Stock availability depends on factors like demand, supply and lead time. However, these factors are subjected to uncertainty. Inventory planners use certain factors to review and update their ERP system. We are discussing below these compensating factors that affect inventory optimization.
It defines a material planning approach which is required by the ERP system to plan procurement or production of a material. With strategies that automatically calculate safety stock and reorder a quantity based on historical consumption of the material, inventory optimization can be achieved. Key performance indicators for choosing a relevant replenishment strategy in ERP includes past usage value (ABC analysis), usage variation (XYZ analysis), replenishment lead time (EFG analysis), material price (UVW analysis), storage constraints (LMN analysis) and product life cycle (LRODI analysis).
Inventory Management System looks for the lot-sizing information to determine material shortage. Lot size is defined as the quantity which is either procured or produced. While choosing the lot size, take the periodicity of the requirements into account. If we consider a case involving an expensive material is required weekly, then it is better to consider weekly lot sizes as that will bring material into stock. A monthly lot size would result in high short-term stock value and additional storage costs. Other factors to be considered in materials planning include storage constraints and vendor-dictated minimum lot sizes.

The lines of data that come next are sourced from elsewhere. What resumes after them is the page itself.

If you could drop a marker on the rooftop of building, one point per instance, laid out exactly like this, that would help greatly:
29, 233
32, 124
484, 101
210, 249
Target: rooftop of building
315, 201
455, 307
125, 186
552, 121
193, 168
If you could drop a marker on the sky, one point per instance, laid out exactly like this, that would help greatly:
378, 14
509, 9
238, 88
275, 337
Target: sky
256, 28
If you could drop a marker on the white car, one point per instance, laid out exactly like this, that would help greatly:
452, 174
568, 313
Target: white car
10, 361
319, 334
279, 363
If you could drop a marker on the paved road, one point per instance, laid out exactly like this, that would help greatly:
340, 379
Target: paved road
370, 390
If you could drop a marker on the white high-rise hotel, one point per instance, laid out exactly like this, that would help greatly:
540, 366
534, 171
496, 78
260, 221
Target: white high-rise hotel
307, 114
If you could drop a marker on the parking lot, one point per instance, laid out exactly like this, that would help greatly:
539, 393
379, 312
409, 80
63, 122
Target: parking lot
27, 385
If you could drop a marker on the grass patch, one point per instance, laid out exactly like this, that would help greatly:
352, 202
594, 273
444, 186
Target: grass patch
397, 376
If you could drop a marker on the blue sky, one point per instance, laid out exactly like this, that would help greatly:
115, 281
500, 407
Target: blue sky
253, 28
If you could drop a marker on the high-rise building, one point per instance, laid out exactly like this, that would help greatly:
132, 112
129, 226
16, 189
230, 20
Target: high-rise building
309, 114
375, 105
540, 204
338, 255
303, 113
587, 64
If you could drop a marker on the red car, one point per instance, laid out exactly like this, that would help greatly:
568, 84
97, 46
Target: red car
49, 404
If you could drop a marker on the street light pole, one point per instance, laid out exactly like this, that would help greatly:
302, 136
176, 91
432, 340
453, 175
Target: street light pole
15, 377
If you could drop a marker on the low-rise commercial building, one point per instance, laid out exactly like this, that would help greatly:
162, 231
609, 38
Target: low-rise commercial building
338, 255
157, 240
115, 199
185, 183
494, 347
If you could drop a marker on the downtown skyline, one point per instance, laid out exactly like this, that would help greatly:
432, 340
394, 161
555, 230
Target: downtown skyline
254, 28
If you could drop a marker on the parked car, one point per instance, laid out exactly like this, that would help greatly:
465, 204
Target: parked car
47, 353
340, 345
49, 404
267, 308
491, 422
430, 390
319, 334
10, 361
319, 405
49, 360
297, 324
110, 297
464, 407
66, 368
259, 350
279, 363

The additional stock which is used as a buffer to account for demand and supply variability and uncertainty is termed as safety stock. Options for safety stock available in Inventory Software include static safety stock, dynamic safety stock, and automatic safety stock. Static Safety Stock enables the user to manually maintain a safety stock level without considering fluctuations in demand and supply. ERP system determines dynamic safety stock by calculating average daily safety stock needed to meet the planned demand of material for a given period of time. The ERP system uses historical consumption, variability in demand and supply, and anticipated future demand to calculate automatic safety stock.
The Dynamics NAV Inventory Software automatically triggers replenishment if the stock falls below a defined reorder point in replenishment strategy that includes reorder point planning. Reorder point-based replenishment planning works in tandem with safety stock and replenishment lead time.
Replenishment Lead Time
The total time needed to produce material internally or for the external procurement of a product/ material. The longer the Replenishment Lead Time, the higher the safety stock and vice versa. While calculating safety stock manually, it is recommended to consider replenishment lead time to ensure that sufficient stock is available during that time until new material arrives.
These are few inventory optimization factors that are needed to be updated periodically.